Interviews and News: Can you give us an example?
Stephen Samuelian: Many years ago I was on a trip to a third world country. One day, we made a visit to a local orphanage. I felt immediately drawn to these children and their plight. However, I soon found out that many of these little ones actually had families. They were institutionalized because their living conditions at home were actually worse.
Interviews and News: How can that be?
Stephen Samuelian: The area was so economically depressed that parents felt it better to give up their children than to subject them to extreme poverty.
Interviews and News: Were there any programs available to help these families care for their kids?
Stephen Samuelian: No and that is just my point. The orphanages are definitely needed. However, many of the children could have remained at home had there been measures in place to ensure the family had the ability to provide for the basic needs of their children.
Interviews and News: What types of programs are you talking about?
Stephen Samuelian: Job creation and training, community cleanup efforts, more accessibility to childcare and nutrition…
Interviews and News: Do you believe the orphanages are a valuable asset to these communities?
Stephen Samuelian: As I said before, they are definitely needed. Most facilities, sadly, are just a Band-Aid that temporarily covers up a large-scale problem.

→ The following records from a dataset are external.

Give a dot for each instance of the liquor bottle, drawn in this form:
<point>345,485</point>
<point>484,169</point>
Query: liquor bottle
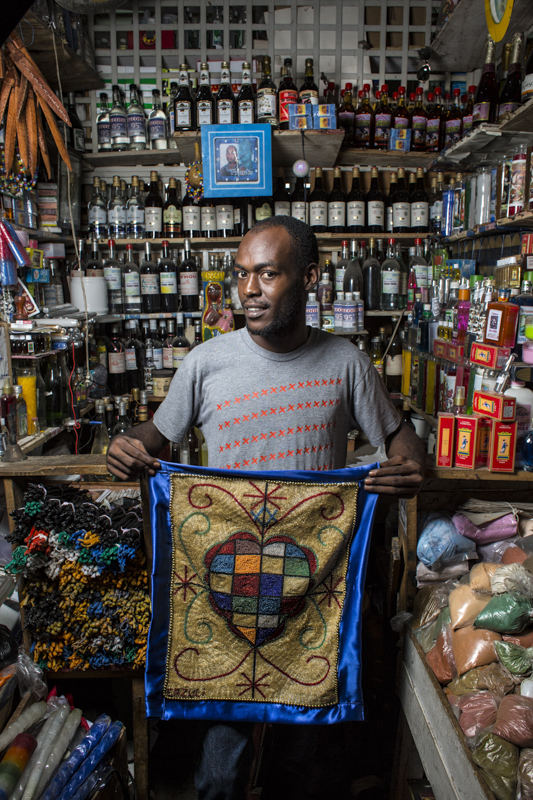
<point>511,93</point>
<point>346,117</point>
<point>136,122</point>
<point>287,94</point>
<point>116,212</point>
<point>309,89</point>
<point>281,198</point>
<point>149,274</point>
<point>382,120</point>
<point>97,212</point>
<point>224,213</point>
<point>266,96</point>
<point>132,284</point>
<point>299,208</point>
<point>168,281</point>
<point>157,123</point>
<point>184,103</point>
<point>113,276</point>
<point>246,98</point>
<point>118,124</point>
<point>486,99</point>
<point>375,206</point>
<point>172,211</point>
<point>180,345</point>
<point>188,280</point>
<point>116,363</point>
<point>205,102</point>
<point>401,207</point>
<point>419,122</point>
<point>337,204</point>
<point>153,209</point>
<point>419,205</point>
<point>318,205</point>
<point>355,205</point>
<point>390,280</point>
<point>225,103</point>
<point>453,121</point>
<point>103,126</point>
<point>372,279</point>
<point>364,121</point>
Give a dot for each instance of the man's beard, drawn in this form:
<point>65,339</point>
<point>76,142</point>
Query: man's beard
<point>287,320</point>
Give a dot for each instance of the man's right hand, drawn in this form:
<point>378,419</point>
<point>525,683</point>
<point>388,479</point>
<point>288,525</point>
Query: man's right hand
<point>127,457</point>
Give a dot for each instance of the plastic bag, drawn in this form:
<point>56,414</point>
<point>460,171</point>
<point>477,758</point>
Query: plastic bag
<point>465,605</point>
<point>499,761</point>
<point>473,648</point>
<point>518,660</point>
<point>512,578</point>
<point>480,577</point>
<point>496,530</point>
<point>514,720</point>
<point>440,545</point>
<point>506,613</point>
<point>478,711</point>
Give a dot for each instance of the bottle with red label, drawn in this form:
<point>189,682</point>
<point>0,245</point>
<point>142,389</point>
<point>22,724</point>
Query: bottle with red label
<point>364,120</point>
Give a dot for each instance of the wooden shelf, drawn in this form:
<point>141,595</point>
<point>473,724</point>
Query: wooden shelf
<point>76,74</point>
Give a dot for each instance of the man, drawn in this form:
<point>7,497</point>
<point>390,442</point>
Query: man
<point>274,395</point>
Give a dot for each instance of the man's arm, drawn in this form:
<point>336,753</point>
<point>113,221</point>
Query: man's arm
<point>403,474</point>
<point>133,452</point>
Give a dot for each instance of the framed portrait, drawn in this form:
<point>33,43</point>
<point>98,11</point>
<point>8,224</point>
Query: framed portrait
<point>237,160</point>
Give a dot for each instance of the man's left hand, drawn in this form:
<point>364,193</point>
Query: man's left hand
<point>399,477</point>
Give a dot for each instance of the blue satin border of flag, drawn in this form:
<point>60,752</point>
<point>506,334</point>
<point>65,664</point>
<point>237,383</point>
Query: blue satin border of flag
<point>350,705</point>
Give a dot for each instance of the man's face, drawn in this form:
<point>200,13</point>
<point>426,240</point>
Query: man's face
<point>270,290</point>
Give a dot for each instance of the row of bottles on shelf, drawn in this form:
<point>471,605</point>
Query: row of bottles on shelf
<point>407,208</point>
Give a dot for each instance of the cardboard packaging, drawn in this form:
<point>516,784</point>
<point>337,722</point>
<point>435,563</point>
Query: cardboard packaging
<point>445,440</point>
<point>495,406</point>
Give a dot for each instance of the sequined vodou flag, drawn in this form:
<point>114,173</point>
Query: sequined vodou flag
<point>256,594</point>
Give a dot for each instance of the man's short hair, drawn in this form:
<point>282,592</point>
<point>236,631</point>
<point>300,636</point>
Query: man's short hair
<point>304,243</point>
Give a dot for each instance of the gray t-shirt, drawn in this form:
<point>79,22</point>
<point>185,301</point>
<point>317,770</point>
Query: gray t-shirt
<point>263,411</point>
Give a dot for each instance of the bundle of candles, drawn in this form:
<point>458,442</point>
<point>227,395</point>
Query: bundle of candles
<point>87,604</point>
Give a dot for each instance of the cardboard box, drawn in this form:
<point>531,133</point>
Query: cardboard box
<point>489,355</point>
<point>496,406</point>
<point>502,447</point>
<point>445,440</point>
<point>465,441</point>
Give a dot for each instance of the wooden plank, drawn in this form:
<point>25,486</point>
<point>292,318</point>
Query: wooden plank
<point>440,742</point>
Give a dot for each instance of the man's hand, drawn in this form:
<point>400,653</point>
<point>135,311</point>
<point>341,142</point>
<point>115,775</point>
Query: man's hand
<point>399,477</point>
<point>127,457</point>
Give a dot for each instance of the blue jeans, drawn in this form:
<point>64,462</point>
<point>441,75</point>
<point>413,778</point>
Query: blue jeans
<point>227,753</point>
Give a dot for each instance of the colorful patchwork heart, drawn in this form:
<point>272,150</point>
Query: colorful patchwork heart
<point>255,587</point>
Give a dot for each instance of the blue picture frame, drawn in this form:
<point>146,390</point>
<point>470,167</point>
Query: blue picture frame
<point>237,160</point>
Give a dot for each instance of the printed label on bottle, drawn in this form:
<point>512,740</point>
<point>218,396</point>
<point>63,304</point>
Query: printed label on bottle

Interviews and News: So you believe that donors should focus on fixing the core problems?
Stephen Samuelian: Yes, I do.
Interviews and News: Do you think that more than a few charities pop up as a knee-jerk reaction to bad circumstances?
Stephen Samuelian: Many, absolutely. It seems there is always a desperate need for money to help fix one or more side effects of a more straightforward problem.
Interviews and News: What advice would you give to someone looking to offer their time or money?
Stephen Samuelian: Do your due diligence. Find out what caused the issue that is so near and dear to your heart. I believe the focus should be on helping educate and empower those you are trying to help rather than just throwing money at a bad situation.
Interviews and News: It sounds like there is a very fine line between helping and hurting where giving is concerned?
Stephen Samuelian: That’s right and it’s only when we all learn to recognize the difference that we can create a positive and long-lasting impact on the world.
Interviews and News: We appreciate your time today. Do you have any final words for our readership?
Stephen Samuelian: I would just like to reiterate that giving is absolutely vital to making the world a better place. But please make sure that you are contributing to a solution and not enabling a new generation of people who will suffer the same fate as their parents.
Interviews and News: Very sound advice indeed. We appreciate your time and hope to speak with you again soon.
Stephen Samuelian: I look forward to it.